O povo local, muito simples e trabalhador, era constituído de pescadores e coletores mariscos e crustáceos. Eu tinha um vizinho por lá, chamado Meireles que não era nativo, mas que sempre me levava para boas pescarias de mar aberto em seu barquinho a motor, pintado de branco, verde e vermelho, chamado Boa Vida. Havia também outros estrangeiros como Capitão Rocha e o Sr. Madureira, com quem eu ia para a mata caçar aves, pacas e tatus.

Minha casa ficava na rua do Porto. O vilarejo era tão pequeno que possuía apenas quatro ruas e uns poucos becos: A Do Porto, a Da Praia e a Do Meio e a Direita. O que se chamava de porto, era um extenso manguezal, no qual dezenas de pequenas embarcações, poucas delas motorizadas, ficavam ancoradas para sair e chegar, de acordo com a cheia e vazante da maré. As típicas canoas longas dos locais, chamadas de Calões, pontilhavam as águas sobre as quais a lua cheia nascia grande e amarela.
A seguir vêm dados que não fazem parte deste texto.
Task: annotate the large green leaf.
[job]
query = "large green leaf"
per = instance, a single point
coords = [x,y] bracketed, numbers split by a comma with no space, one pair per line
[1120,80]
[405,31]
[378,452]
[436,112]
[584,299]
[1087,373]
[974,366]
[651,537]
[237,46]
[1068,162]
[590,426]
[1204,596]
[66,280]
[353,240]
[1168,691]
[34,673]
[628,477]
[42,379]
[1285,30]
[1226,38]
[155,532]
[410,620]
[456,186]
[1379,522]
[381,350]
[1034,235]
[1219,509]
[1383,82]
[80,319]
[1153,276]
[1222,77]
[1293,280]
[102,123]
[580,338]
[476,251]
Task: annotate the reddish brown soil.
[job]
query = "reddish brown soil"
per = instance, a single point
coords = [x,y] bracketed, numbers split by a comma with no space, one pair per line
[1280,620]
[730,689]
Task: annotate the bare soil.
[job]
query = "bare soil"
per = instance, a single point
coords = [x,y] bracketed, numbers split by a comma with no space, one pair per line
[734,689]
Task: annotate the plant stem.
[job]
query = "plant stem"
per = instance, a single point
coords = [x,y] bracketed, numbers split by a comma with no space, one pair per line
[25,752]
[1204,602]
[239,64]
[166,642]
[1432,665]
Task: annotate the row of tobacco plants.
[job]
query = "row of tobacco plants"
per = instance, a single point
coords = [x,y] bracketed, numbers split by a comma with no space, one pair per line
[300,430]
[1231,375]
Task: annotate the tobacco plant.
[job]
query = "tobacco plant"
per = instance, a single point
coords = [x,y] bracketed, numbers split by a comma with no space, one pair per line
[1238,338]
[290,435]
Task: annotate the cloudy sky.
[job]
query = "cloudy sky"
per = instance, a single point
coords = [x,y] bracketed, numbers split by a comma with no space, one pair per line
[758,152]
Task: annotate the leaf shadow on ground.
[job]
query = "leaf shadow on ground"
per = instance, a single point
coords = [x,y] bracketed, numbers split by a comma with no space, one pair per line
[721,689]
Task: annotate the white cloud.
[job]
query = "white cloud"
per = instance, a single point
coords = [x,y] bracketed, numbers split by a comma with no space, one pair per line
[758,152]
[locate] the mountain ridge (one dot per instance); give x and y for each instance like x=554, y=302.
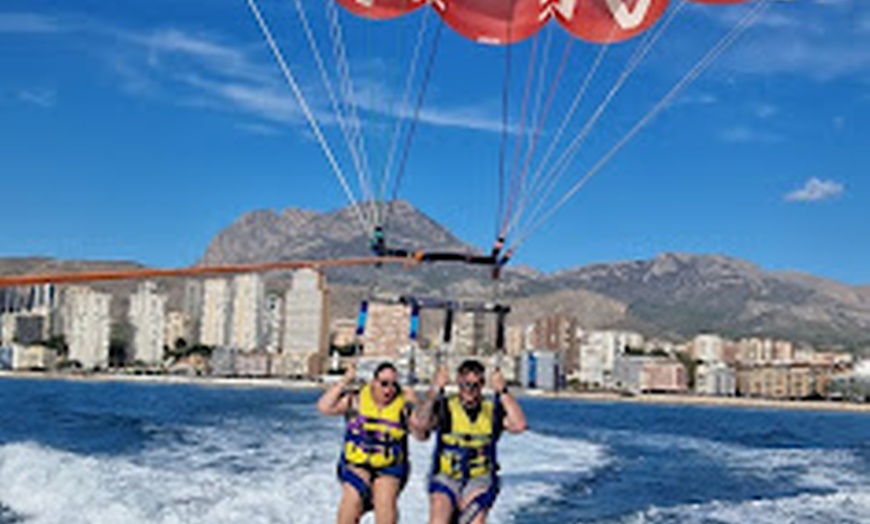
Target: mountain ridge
x=675, y=295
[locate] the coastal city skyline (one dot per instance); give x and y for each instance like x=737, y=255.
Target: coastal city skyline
x=230, y=327
x=760, y=159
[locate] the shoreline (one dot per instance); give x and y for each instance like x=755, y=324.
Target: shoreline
x=682, y=399
x=685, y=399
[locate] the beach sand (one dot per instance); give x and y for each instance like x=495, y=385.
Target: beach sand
x=665, y=399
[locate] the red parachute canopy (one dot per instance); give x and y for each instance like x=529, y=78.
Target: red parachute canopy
x=508, y=21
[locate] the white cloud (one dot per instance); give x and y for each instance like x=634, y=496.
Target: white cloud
x=765, y=111
x=259, y=129
x=815, y=190
x=27, y=23
x=822, y=40
x=746, y=135
x=42, y=98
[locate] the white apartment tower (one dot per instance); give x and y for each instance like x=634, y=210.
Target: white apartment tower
x=598, y=353
x=272, y=320
x=246, y=311
x=148, y=316
x=306, y=329
x=215, y=309
x=177, y=327
x=86, y=326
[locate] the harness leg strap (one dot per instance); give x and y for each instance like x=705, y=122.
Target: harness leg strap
x=346, y=475
x=482, y=502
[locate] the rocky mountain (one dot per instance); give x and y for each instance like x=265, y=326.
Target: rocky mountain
x=674, y=295
x=687, y=294
x=261, y=236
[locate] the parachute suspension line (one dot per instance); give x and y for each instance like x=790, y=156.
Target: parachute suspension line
x=505, y=92
x=348, y=93
x=327, y=84
x=306, y=110
x=539, y=111
x=697, y=70
x=541, y=117
x=409, y=137
x=535, y=182
x=518, y=144
x=560, y=167
x=403, y=111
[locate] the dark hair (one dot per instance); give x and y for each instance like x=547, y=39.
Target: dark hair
x=471, y=366
x=382, y=366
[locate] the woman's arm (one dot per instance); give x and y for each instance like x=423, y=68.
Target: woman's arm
x=334, y=400
x=514, y=419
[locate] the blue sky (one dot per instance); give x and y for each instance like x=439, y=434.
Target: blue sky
x=138, y=130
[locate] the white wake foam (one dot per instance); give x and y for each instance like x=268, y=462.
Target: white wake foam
x=234, y=472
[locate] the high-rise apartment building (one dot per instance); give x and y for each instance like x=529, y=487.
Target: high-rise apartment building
x=177, y=328
x=148, y=317
x=86, y=324
x=273, y=317
x=246, y=312
x=387, y=330
x=559, y=333
x=306, y=328
x=598, y=352
x=469, y=333
x=215, y=312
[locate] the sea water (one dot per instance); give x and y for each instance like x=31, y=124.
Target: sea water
x=80, y=452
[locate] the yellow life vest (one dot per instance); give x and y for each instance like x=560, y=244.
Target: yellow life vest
x=468, y=450
x=376, y=437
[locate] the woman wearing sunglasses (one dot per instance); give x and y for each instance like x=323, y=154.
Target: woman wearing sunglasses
x=464, y=481
x=373, y=467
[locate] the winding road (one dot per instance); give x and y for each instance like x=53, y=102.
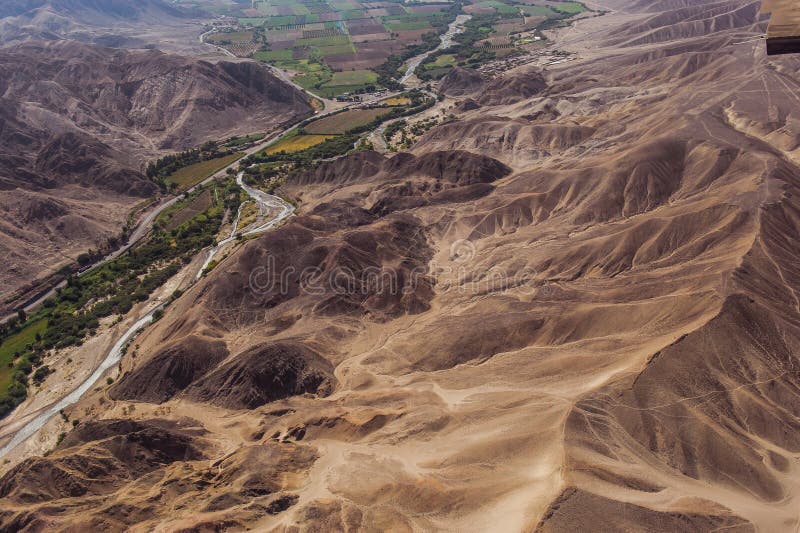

Era um lugar pacífico, com árvores frondosas que davam uma boa sombra. Lugar onde vendedores de peixe vinham à sua porta vender, caranguejos, aratus, peixes, camarões, lagostas, mariscos e uma infinidade de outros frutos do mar. Lá eu tinha contratados uma senhora que cozinhava e um rapaz que cuidava da casa e do quintal. Dona Lourdes e %Ladu. O passatempo favorito dos chachapreguetas era o jogo de dominó. Os velhos pescadores aposentados ficavam ali jogando o dia inteiro na famosa Praça do Pau-Mole. O dominó era um dos itens que, junto com a cachaça, se encontrava nas duas pequenas vendas do vilarejo, o Ioiô e a Bela Vista. Eram mercadinhos que lembravam algo do século passado, onde se comprava de tudo um pouco: funil, fósforos, chinelos, balas, bebidas, velas, querosene, etc. Não havia energia elétrica nem água encanada. Bebíamos água trazida de fora, ou captada da chuva, ou ainda, em última opção, água salobra bombeadas manualmente de cisternas nos quintais. Toda casa tinha a sua, isso era certo. A noite a iluminação era feita por lampiões à querosene.

%Ladu, um nativo magro e alto, com dentes tortos, era quem bombeava água da cisterna para a caixa d'água de minha casa. Ele estava muito chateado dá última vez que estive na ilha. Ele frequentemente brigava com colegas em jogos de dominó e eu temia que isso pudesse acabar mal para ele, um dia desses. Acordei naquela manhã disposto a aconselhá-lo a este respeito, mas me surpreendi quando ele veio conversar comigo.